The spokescouncil meeting is the largest yet, and with close to a hundred people packed into a fairly airless room the heat becomes unbelievable. Sweat is pouring down and many people are sitting with heads tossed back, mouths open, panting. It's like a sweat lodge, without the purifying spiritual aspects. The meeting moves slowly, as most of the group is stunned into lethargy. I'm trying to hold the image of the action as a kaleidoscope. All the pieces are there, they are just still in flux, shifting with every turn of the collective mood. And I'm still trying to hold the vision that we will shake down into a coherent pattern at the last minute.

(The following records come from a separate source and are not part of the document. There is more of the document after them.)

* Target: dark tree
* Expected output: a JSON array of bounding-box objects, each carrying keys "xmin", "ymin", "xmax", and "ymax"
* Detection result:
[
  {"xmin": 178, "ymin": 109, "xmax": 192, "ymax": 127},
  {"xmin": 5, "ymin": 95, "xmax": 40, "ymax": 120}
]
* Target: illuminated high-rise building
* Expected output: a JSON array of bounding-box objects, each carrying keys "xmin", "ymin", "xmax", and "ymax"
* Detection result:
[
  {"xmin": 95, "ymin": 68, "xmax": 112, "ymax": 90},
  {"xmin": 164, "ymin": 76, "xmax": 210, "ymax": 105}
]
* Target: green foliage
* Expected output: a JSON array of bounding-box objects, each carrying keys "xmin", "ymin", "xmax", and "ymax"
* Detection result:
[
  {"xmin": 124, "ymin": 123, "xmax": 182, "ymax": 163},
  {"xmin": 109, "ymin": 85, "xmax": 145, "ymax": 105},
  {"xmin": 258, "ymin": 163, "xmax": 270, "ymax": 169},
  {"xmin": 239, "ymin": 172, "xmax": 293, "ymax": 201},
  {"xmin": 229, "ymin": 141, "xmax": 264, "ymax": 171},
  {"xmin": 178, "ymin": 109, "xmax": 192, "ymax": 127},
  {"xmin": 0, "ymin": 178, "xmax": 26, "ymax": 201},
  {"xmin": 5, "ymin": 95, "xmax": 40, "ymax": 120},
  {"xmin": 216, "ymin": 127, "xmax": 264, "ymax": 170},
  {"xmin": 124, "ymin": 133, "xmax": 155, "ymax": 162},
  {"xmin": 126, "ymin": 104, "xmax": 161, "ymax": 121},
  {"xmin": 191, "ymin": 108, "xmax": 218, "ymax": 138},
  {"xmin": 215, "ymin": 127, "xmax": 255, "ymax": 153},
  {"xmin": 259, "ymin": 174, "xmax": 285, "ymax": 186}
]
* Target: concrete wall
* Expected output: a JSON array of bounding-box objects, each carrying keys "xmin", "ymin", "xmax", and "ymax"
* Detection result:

We can't really make any decisions until the caravan arrives. And the caravan is late. We get news, in the middle of the meeting, that they are blocked at a checkpoint outside Merida. Our media team quickly calls the press, who drive out to cover the story and hopefully be the pressure that will spring them loose. Our group has already decided that we will blockade the bus station if the caravan is blocked, and I suggest we take a break to see what happens, but reconvene in case numbers are needed. Finally we are released from the oven.
Word comes back -- the caravan is free! We go get some food at Mario's, the restaurant down the block that has good fish and outdoor tables and a waiter who is dear friends with the local cops. Then we head out to the stadium to greet the students.